If lymph nodes are extremely tender and swollen but mobile, those are generally not signs of a cancer disease process. If they're hard and immobile and not necessarily super tender to the touch, a physical therapist might want to have a conversation with an oncologist or have the patient go in for a follow-up. Of course, that is a difficult conversation to have. I would caution all of you to tread into that conversation lightly. We don't want to alarm our patients, especially if they're cancer survivors. However, we do want to make sure that they're getting a routine checkup by their doctor. It might only require monitoring, but sometimes referral and workup are necessary. Sometimes if the patient has tenderness in the axillary area, or maybe has a swollen lymph node, you as a therapist might monitor that for a couple of days. If they come down with a cold, then you will know it was just an infectious disease process. If it's not necessarily changing, or it's growing without any type of signs of inflammation, like a fever or purulent drainage somewhere, or something that was related to an infection, that's a little bit more cause for concern. At that point, you might want to consult a physician, and they can talk to the patient about scheduling a follow-up visit.
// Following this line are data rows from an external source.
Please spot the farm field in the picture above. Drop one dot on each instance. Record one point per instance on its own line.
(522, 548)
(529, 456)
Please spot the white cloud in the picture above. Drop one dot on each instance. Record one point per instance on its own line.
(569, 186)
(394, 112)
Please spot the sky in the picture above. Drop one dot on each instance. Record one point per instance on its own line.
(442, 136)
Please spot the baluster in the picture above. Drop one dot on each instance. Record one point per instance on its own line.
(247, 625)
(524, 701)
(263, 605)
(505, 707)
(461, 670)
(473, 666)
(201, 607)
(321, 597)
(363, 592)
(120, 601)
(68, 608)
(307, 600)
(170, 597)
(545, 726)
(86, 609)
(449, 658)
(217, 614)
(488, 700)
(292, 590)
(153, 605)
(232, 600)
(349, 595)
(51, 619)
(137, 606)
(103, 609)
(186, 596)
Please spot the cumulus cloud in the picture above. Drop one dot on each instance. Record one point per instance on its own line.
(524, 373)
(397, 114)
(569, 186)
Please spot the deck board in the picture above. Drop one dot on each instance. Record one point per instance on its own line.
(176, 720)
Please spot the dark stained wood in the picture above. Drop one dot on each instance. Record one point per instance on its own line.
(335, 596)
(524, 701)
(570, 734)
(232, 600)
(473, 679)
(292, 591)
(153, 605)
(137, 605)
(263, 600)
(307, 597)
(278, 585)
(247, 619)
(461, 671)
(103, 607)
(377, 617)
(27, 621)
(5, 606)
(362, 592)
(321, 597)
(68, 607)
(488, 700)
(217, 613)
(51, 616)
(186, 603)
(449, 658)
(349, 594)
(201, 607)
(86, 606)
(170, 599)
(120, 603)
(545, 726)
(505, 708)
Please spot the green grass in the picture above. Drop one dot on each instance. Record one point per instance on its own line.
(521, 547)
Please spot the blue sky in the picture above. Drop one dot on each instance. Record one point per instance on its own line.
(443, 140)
Common Sites and Symptoms of Cancer Metastasis
There are relatively predictable locations where certain cancers will spread. This is useful information, especially when you're starting to work with a patient who might, for example, have lung cancer. Their disease process might spread to the adrenal glands, brain, and bone. If I have a patient with lung cancer, not only am I worried about their lungs and some of the difficulty with the cardiopulmonary system, I am also closely screening them for metastatic disease in the brain (e.g., confusion, disorientation, blurred vision, cognitive related changes). We also need to be cognizant of whether the patient has been recently screened for metastatic bone disease. Breast cancer commonly spreads to bone, liver, lung, and brain. Colon cancer will often spread to the liver. Pancreatic cancer may spread to the liver and lungs. Melanoma spreads mainly to the brain. Ovarian cancer may affect the pleural cavity and liver. Prostate cancer, of course, occurs only in males, often metastasizes to the bone. As a physical therapist, I am always concerned about brain mets and bone mets, because those are the body parts that I'm working with consistently. I want to make sure that they're not impaired.